If this ratio is used to decline at this rate, then those days are not far when there is no bride. People will move from here to there into the parts of the country looking for the girls, then there will be market for the girls that pay and take the girl and this leads to the more social deprivation of the girls.

Strategies to curb female feticide

Although there are many facilities are given by the government and steps taken to improve the status of the women in the society. They are provided with greater opportunities in education, employment and in matter of governance that is their seats are reserved in the school, colleges and even the parliament. They are provided with almost free education, loans with zero percent interest and many other things that make the parents less burdened. As there are many laws against the female feticide such as huge fine, cancellation of license and many jail terms but they are not implemented in a good way because there are number of private clinics in the every corner of the city to be searched and moreover our take these things lightly for example in Korea, government cancelled all the license of doctors permanently and put them into jails the who are indulged in these activities, as a result there is significant increase in girls to boys sex ratio with in the year. Therefore first and foremost steps are strict actions against doctors and keep monitoring the advanced machines which are used by various doctors.

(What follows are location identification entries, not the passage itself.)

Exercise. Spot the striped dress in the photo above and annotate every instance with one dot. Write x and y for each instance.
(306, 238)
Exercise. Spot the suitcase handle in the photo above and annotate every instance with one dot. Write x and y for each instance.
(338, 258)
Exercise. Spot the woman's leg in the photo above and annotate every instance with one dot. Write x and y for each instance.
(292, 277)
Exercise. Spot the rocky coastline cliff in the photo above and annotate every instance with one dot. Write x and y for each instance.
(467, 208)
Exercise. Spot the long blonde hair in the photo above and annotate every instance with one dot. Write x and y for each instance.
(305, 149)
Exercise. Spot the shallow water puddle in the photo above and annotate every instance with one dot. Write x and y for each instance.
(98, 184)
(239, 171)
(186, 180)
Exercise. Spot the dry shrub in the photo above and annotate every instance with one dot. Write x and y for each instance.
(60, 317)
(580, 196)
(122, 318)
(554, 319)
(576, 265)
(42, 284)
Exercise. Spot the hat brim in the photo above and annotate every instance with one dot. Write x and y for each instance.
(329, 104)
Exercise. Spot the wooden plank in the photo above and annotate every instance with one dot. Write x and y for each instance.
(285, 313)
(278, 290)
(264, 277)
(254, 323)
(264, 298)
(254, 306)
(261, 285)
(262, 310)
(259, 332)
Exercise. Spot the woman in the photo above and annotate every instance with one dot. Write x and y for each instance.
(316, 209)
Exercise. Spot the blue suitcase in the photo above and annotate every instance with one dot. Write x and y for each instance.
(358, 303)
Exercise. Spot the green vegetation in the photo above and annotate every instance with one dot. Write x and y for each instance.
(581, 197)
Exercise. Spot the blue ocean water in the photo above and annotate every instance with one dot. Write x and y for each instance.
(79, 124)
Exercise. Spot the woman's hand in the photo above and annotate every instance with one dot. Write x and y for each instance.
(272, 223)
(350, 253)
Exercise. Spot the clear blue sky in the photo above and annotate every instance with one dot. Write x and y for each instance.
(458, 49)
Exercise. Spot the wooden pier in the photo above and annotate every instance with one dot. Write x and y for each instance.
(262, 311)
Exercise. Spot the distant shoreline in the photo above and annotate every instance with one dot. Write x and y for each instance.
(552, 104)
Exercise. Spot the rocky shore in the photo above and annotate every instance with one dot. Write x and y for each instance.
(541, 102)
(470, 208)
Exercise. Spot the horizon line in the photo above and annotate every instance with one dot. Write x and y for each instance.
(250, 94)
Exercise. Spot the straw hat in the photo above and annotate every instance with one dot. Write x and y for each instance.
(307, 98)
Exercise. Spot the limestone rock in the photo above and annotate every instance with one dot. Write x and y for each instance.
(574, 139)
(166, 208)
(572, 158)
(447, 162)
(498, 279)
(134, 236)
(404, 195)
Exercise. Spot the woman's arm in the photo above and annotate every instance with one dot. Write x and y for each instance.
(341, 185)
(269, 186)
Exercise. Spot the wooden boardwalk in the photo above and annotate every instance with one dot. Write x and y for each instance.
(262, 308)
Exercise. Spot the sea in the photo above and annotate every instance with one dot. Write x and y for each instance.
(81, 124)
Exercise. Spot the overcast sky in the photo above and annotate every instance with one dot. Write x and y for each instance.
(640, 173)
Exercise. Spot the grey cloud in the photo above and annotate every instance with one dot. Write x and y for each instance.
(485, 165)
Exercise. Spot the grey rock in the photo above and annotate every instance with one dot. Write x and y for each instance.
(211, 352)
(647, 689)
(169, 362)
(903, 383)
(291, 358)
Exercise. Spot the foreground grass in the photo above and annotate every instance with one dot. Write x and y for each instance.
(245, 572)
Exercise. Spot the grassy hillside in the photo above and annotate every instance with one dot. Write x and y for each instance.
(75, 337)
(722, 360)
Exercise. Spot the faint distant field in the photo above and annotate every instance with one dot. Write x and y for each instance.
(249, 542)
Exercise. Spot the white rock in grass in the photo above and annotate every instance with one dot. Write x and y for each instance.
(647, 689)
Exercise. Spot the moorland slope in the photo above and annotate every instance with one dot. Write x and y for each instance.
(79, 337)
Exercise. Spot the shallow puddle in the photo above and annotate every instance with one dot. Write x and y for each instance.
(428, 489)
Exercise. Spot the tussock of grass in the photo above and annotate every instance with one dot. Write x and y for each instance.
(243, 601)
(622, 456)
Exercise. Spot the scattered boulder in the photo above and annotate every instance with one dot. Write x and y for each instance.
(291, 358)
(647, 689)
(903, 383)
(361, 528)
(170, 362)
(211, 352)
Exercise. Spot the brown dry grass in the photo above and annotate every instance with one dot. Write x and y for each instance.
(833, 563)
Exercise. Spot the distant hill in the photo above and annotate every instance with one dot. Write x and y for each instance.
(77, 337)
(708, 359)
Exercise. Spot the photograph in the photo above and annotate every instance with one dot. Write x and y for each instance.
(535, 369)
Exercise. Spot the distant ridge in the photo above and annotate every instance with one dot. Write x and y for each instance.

Most of people think that this kind of practice is more among the villagers or the one who are not educated but they are wrong. These are more in the large cities and the people who are well educated.

Intensive information, Education and Communication campaigns for raising awareness: the government launched so many programs one of them is “Save the Girl Child Campaign” which have main objectives to highlight the achievements of the young girls. To achieve the long-term vision efforts are made to create an environment where sons and daughter are equally valued. There is a need of mass media in promoting a positive image of women. School and colleges should be the target audience. Various non-governmental organizations (NGOs) played an active role in this area. However the root causes of gender bias need to be tackled first and then steps towards women empowerment must be strengthened.

Women empowerment: Education is the powerful tool for women to improve self-image, acceptance of family planning and their empowerment. NGOs may be encouraged to promote formation of self-help groups, provide non-formal education for adult females, create employment opportunities for women as well as provide counseling and support services to newly married and pregnant women to discourage them from undergoing sex-selective abortion.

Role of medical colleges and professional bodies: there are many medical practitioners who joined campaigns against the misuse of these technologies, but some of them are supporters of sex-selective abortions emphasizing that it is the family’s personal decision to determine the sex of their children. Hence the role of medical colleges and professional bodies such as Indian Medical Association (IMA), Federation of Obstetric and Gynecological Societies of India (FOGSI) and association of radiologists, in countering this burning issue needs to be given due importance. This may include

Realizing the medical students regarding the adverse ratio while stressing upon the ethical issues involved in female feticide.

Conduct regular workshops to reiterate the importance of this problem in the country.

Organize awareness campaigns infield practice areas.

India has yet a long way to go in her fight against pre-birth elimination of females. Time is quickly ticking away. A shortage of girls would lead to a shortage of eligible brides thus making the girl a “scarce commodity”. According to UNFPA projection, by the year 2025 a significant share of men above 30 would still be single, and that many will never be able to marry at all. Men in the states of Haryana and Punjab are already experiencing a nearly 20% deficit of marriageable women. A concerted effort by the medical fraternity, the law, political leaders, NGOs, media, teachers and the community itself is the need of the hour.